# Historical Feature Statistics with Feast, TFDV and Facets

This tutorial covers how Feast can be used in conjunction with TFDV and Facets to retrieve statistics about feature datasets. 

The notebook showcases how Feast's integration with TFDV allows users to:

1. Define TFX feature schemas and persist these properties in the Feature Store
2. Validate new data against the defined schema
3. Validate data already in Feast against the defined schema

**Prerequisites**:

- Feast running with at least 1 BigQuery warehouse store. This example uses a bigquery store with the name `historical`.

In [1]:
import pandas as pd
import pytest
import pytz
import uuid
import time
from datetime import datetime, timedelta

from feast.client import Client
from feast.entity import Entity
from feast.feature import Feature
from feast.feature_set import FeatureSet
from feast.type_map import ValueType
from google.protobuf import json_format
from google.protobuf.duration_pb2 import Duration
from tensorflow_metadata.proto.v0 import statistics_pb2
from tensorflow_metadata.proto.v0 import schema_pb2
import tensorflow_data_validation as tfdv

PROJECT_NAME = "statistics"
IRIS_DATASET = "http://archive.ics.uci.edu/ml/machine-learning-databases/iris/iris.data"
BIGQUERY_STORE_NAME = "historical"
client = Client(core_url="localhost:6565")
print(f"setting project to {PROJECT_NAME}...")
client.set_project(PROJECT_NAME)

setting project to statistics...


In this example, we are using the iris dataset. More information about this dataset can be found [here](http://archive.ics.uci.edu/ml/datasets/iris).

In [2]:
iris_feature_names = ["sepal_length","sepal_width","petal_length","petal_width"]
df = pd.read_csv(IRIS_DATASET, names=iris_feature_names + ["class"])

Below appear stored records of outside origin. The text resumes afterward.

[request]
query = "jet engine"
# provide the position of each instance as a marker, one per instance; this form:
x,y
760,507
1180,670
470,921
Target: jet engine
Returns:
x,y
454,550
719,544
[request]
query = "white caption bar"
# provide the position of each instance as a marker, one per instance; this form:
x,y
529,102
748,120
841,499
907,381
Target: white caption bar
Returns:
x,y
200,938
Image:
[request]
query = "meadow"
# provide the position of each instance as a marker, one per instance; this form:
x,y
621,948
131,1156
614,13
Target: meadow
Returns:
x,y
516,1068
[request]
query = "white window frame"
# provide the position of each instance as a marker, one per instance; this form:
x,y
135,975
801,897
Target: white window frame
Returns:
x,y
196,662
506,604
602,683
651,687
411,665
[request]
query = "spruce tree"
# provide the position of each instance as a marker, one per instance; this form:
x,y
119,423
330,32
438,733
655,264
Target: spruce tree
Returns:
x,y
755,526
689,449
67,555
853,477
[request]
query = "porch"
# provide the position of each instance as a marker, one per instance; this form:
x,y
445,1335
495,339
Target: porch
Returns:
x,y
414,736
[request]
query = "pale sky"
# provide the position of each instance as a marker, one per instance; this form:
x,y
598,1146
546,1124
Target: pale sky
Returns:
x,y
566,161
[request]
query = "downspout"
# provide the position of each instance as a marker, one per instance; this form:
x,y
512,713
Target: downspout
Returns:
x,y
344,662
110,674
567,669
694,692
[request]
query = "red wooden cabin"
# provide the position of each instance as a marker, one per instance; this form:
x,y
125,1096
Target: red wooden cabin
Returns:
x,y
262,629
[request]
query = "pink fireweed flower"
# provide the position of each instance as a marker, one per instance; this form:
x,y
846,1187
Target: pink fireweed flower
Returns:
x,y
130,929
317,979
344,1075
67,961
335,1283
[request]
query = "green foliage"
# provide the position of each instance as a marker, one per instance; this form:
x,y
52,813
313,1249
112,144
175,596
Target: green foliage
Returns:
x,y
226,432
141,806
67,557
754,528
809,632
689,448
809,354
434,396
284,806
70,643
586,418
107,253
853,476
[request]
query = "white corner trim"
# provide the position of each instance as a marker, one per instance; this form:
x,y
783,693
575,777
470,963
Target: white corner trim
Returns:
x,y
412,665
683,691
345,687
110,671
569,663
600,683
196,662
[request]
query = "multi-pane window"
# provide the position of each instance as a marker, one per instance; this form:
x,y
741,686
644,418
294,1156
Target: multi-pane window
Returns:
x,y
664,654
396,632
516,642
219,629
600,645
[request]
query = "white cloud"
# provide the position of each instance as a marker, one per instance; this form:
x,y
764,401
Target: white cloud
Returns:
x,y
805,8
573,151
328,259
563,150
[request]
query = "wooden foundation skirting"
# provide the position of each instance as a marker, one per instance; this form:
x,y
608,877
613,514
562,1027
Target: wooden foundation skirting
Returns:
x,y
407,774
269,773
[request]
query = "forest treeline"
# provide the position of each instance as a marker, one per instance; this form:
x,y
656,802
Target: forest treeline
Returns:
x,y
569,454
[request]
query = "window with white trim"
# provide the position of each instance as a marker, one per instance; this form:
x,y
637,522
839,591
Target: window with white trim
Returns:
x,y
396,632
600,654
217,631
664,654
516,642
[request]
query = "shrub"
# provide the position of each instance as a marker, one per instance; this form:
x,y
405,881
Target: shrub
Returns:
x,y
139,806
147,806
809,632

# Add datetime to satisfy Feast
current_datetime = datetime.utcnow().replace(tzinfo=pytz.utc)
df['datetime'] = current_datetime - timedelta(days=1)

df.head()

Unnamed: 0,sepal_length,sepal_width,petal_length,petal_width,class,datetime
0,5.1,3.5,1.4,0.2,Iris-setosa,2020-05-25 07:31:28.230582+00:00
1,4.9,3.0,1.4,0.2,Iris-setosa,2020-05-25 07:31:28.230582+00:00
2,4.7,3.2,1.3,0.2,Iris-setosa,2020-05-25 07:31:28.230582+00:00
3,4.6,3.1,1.5,0.2,Iris-setosa,2020-05-25 07:31:28.230582+00:00
4,5.0,3.6,1.4,0.2,Iris-setosa,2020-05-25 07:31:28.230582+00:00


## TFDV schema as part of the feature set definition

An integral part of TFDV is the feature [schemas](https://github.com/tensorflow/metadata/blob/master/tensorflow_metadata/proto/v0/schema.proto) that describe the expected properties of the data in a dataset, such as:
- expected feature presence
- type
- expected domains of features

These schemas, which can be [manually defined or generated by TFDV](https://www.tensorflow.org/tfx/data_validation/get_started#inferring_a_schema_over_the_data), can be then used to extend the definition of features within the feature set. As part of the spec, the schema is persisted within Feast, and is used for both in-flight data validation, as well as offline integration with TFDV.


In [3]:
# Infer a schema over the iris dataset. These values can be tweaked as necessary.
stats = tfdv.generate_statistics_from_dataframe(df)
schema = tfdv.infer_schema(statistics=stats)
width_domain = schema_pb2.FloatDomain(min=0)
tfdv.set_domain(schema, 'petal_width', width_domain)

# Create a new FeatureSet or retrieve an existing FeatureSet in Feast
feature_set = FeatureSet(name="iris")
feature_set.infer_fields_from_df(df[['datetime'] + iris_feature_names], 
                        entities=[Entity(name="class", dtype=ValueType.STRING)])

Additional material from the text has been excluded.